Best practices for estimating FLOPs-per-token with real datasets?

Hi folks,

I’m currently reading the T-Few paper on few-shot learning and in section 4.2 they provide a table and estimate of the 11B parameter model’s inference costs as follows:

Screen Shot 2022-09-20 at 14.37.53

We summarize the costs in table 1 and discuss them below. For all estimates, we use the median number of shots (41) across the datasets we consider. Rank evaluation and our unlikelihood loss both require processing every possible output choice to attain a prediction for an unlabeled example. The median combined tokenized sequence length for the input and all possible targets is 103 for the datasets we consider.Processing a single input and all target choices with T-Few requires 11e9×103 = 1.1e12 FLOPs, whereas few-shot ICL with GPT-3 175B requires 2×175e9×
(41 × 98 + 103) = 1.4e15 FLOPs – more than 3 orders of magnitude more.

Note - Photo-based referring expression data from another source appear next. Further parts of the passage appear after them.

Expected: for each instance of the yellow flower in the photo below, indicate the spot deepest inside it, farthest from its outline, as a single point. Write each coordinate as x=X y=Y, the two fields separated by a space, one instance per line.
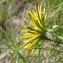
x=36 y=30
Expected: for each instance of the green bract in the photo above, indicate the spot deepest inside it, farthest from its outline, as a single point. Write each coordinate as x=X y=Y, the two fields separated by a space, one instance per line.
x=37 y=29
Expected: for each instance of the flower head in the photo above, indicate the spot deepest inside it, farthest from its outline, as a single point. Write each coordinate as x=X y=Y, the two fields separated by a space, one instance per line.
x=36 y=30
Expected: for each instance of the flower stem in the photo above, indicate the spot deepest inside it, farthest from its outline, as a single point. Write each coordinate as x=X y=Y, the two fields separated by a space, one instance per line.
x=39 y=57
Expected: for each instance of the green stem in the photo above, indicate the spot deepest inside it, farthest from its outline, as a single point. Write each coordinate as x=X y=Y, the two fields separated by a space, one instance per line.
x=39 y=57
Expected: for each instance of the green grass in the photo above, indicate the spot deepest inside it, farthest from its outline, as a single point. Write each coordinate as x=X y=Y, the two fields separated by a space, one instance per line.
x=54 y=52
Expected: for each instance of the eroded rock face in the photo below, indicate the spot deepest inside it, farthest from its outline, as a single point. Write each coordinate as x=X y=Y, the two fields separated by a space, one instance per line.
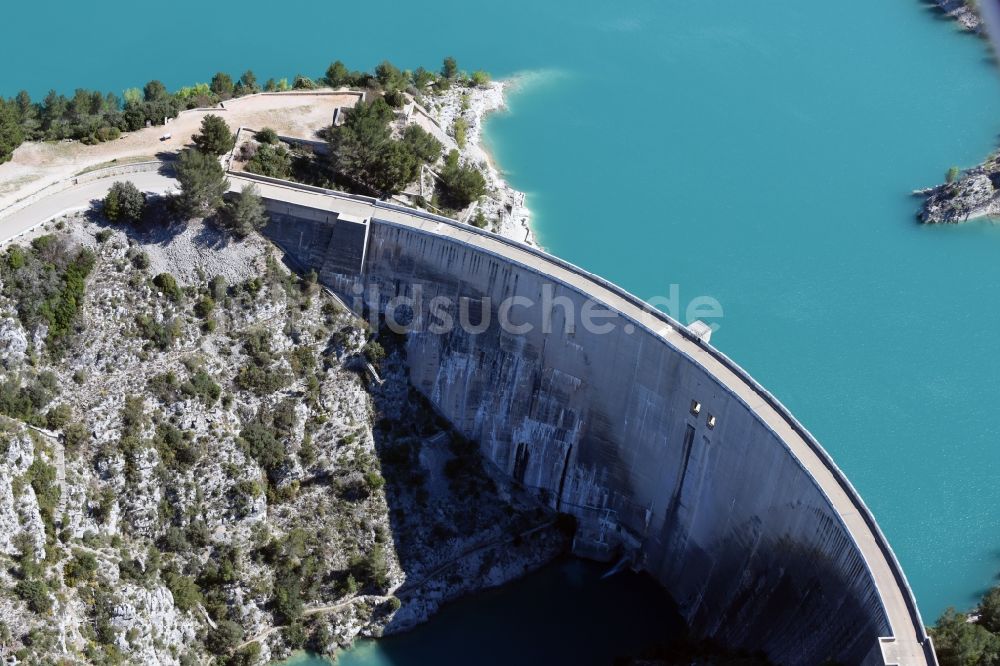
x=18 y=513
x=215 y=450
x=973 y=195
x=960 y=10
x=13 y=343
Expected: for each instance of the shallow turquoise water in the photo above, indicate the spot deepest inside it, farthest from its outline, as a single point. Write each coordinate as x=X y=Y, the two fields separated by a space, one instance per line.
x=760 y=153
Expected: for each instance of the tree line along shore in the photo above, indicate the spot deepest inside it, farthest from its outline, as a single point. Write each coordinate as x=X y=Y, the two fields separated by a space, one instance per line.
x=91 y=116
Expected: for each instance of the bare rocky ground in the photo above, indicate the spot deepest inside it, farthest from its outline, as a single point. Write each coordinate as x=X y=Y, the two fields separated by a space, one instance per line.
x=207 y=474
x=963 y=12
x=973 y=194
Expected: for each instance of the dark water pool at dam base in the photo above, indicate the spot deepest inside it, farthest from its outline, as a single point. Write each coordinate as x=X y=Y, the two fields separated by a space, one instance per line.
x=762 y=154
x=565 y=614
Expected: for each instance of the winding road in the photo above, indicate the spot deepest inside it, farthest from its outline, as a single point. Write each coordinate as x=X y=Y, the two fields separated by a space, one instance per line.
x=907 y=646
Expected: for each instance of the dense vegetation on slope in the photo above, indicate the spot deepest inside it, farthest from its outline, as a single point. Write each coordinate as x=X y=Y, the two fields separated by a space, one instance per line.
x=93 y=117
x=970 y=639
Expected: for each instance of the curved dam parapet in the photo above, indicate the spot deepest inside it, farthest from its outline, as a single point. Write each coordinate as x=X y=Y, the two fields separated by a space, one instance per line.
x=664 y=449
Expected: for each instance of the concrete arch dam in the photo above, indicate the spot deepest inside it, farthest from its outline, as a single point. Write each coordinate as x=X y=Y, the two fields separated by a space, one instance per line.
x=662 y=448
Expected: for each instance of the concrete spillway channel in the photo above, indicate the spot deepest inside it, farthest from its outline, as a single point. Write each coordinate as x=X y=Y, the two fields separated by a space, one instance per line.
x=664 y=450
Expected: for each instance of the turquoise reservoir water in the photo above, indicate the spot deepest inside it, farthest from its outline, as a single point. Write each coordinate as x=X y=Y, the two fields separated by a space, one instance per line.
x=760 y=153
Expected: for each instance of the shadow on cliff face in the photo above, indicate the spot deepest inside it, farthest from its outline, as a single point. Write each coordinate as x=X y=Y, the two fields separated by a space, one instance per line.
x=457 y=523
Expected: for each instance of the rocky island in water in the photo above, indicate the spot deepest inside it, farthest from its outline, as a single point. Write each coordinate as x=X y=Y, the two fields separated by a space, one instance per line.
x=973 y=193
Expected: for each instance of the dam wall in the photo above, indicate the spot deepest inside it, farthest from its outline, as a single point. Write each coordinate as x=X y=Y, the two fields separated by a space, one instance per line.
x=627 y=429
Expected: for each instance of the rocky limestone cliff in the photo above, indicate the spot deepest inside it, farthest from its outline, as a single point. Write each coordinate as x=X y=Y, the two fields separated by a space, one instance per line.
x=972 y=194
x=201 y=466
x=962 y=11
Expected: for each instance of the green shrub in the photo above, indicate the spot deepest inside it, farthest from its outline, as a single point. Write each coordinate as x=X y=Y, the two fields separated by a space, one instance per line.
x=124 y=203
x=80 y=569
x=168 y=286
x=36 y=594
x=187 y=594
x=203 y=308
x=215 y=137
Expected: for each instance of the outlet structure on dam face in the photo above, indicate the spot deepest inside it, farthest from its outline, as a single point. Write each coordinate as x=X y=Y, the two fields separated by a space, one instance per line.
x=664 y=450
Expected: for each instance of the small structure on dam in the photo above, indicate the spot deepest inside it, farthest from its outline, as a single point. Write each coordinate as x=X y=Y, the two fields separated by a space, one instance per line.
x=664 y=450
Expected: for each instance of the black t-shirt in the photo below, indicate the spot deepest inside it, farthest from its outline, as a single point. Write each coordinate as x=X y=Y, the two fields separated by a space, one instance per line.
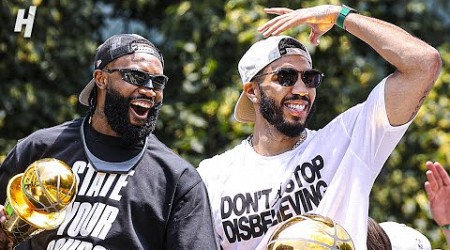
x=160 y=204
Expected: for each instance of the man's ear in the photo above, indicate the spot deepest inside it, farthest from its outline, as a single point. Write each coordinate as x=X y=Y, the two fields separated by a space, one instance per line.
x=251 y=90
x=100 y=79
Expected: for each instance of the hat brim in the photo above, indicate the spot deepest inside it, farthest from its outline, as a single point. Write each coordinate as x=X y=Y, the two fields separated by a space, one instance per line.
x=244 y=111
x=86 y=92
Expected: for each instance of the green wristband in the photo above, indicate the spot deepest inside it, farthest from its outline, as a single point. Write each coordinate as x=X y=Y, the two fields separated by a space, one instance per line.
x=345 y=11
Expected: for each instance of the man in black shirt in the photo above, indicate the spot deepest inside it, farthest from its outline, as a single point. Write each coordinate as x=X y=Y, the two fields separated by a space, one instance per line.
x=134 y=192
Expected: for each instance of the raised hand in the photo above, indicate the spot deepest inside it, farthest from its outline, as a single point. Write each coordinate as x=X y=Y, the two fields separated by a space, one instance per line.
x=321 y=19
x=5 y=241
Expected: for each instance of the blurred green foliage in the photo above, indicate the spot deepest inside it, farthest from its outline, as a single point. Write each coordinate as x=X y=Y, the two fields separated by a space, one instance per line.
x=202 y=42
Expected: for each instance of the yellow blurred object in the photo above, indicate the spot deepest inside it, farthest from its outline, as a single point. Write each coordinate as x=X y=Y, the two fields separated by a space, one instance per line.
x=37 y=199
x=310 y=231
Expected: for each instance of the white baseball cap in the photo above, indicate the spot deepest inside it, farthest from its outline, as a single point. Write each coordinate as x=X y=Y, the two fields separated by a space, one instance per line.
x=403 y=237
x=258 y=56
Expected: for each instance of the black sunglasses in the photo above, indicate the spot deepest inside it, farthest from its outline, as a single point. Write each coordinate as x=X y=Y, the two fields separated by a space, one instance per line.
x=141 y=78
x=288 y=77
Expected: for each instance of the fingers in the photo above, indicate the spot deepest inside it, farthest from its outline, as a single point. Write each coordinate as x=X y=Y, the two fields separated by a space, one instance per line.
x=277 y=25
x=429 y=191
x=443 y=175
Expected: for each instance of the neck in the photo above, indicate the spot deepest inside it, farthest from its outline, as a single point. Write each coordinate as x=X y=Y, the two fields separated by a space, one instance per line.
x=270 y=143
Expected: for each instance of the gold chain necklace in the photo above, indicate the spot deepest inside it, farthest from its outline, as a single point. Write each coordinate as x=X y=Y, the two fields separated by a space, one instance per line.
x=302 y=138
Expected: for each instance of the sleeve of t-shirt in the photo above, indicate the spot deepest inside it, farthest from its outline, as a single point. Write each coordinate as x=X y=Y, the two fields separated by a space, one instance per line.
x=373 y=138
x=190 y=225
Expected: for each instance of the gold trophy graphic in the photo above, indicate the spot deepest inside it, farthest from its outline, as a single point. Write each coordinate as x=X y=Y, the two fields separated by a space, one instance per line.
x=36 y=199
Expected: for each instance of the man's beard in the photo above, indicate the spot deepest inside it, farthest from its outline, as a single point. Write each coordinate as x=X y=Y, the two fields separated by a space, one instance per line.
x=117 y=113
x=274 y=115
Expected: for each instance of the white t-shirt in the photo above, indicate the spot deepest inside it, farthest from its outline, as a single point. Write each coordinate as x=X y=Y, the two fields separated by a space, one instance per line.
x=330 y=173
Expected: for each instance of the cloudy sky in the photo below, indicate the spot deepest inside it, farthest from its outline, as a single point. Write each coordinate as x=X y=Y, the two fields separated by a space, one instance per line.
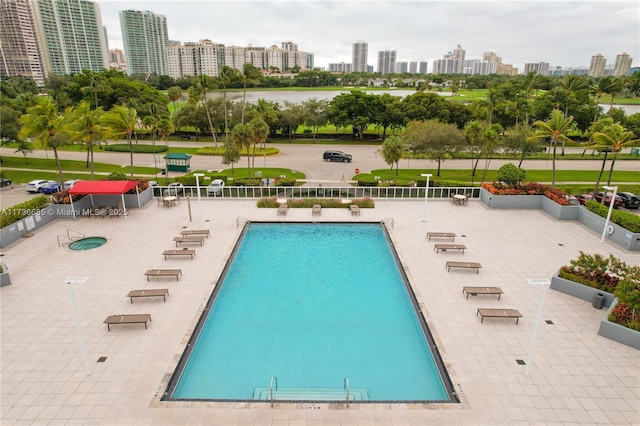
x=563 y=33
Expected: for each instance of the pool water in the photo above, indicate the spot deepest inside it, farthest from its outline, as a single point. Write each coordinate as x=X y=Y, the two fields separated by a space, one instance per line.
x=87 y=243
x=311 y=305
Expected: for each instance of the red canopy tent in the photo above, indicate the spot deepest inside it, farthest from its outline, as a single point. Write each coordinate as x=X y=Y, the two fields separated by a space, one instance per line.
x=102 y=187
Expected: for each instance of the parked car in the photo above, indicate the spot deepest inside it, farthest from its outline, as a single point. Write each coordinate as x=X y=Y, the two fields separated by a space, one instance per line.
x=583 y=198
x=36 y=185
x=51 y=187
x=336 y=156
x=174 y=188
x=630 y=200
x=607 y=199
x=69 y=183
x=215 y=187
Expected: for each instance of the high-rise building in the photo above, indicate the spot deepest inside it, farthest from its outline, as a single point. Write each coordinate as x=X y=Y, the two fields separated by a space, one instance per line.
x=596 y=69
x=72 y=36
x=359 y=51
x=145 y=37
x=540 y=68
x=622 y=65
x=387 y=62
x=20 y=48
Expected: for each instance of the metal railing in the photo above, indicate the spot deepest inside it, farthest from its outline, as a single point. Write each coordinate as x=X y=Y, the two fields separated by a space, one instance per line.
x=343 y=192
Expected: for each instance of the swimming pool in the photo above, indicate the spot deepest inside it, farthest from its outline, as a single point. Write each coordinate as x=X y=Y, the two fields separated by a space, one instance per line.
x=311 y=306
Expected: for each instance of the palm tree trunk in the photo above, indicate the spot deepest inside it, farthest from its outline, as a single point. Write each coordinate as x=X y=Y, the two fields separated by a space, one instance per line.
x=595 y=188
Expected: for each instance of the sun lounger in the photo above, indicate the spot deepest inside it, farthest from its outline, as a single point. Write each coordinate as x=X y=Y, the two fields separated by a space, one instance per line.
x=127 y=319
x=498 y=313
x=441 y=235
x=445 y=247
x=191 y=232
x=482 y=290
x=189 y=240
x=155 y=292
x=183 y=252
x=464 y=265
x=163 y=273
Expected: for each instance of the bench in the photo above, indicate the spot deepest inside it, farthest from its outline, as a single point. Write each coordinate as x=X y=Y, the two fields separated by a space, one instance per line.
x=190 y=232
x=127 y=319
x=445 y=247
x=482 y=290
x=183 y=252
x=441 y=235
x=498 y=313
x=189 y=240
x=156 y=292
x=163 y=273
x=464 y=265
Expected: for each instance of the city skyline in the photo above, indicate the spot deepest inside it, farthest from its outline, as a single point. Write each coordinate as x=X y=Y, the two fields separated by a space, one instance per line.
x=428 y=31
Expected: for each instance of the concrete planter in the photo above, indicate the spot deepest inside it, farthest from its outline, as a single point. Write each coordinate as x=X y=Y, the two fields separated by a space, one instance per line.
x=580 y=291
x=5 y=279
x=617 y=332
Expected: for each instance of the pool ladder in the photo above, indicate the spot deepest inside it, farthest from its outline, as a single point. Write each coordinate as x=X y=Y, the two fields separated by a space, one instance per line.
x=70 y=238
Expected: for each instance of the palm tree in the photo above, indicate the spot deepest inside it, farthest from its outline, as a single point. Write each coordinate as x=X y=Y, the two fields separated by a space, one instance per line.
x=46 y=126
x=174 y=93
x=226 y=76
x=250 y=75
x=242 y=137
x=612 y=137
x=122 y=121
x=554 y=129
x=86 y=126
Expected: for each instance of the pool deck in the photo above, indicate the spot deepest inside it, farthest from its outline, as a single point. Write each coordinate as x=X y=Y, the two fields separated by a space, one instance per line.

My question is: why is the median input sequence length used for the FLOPs estimate instead of the mean?

I understand that a dataset can have outliers in length, but I’m curious whether using the median is common practice.

Thanks!

From Colin Raffel internally:

Yeah, the mean can be a bit weird for sequence length since it’s a heavy-tailed distribution with lots of outliers (not normally distributed). I think in this case the median and mean were similar and we just used the median since it’s an int.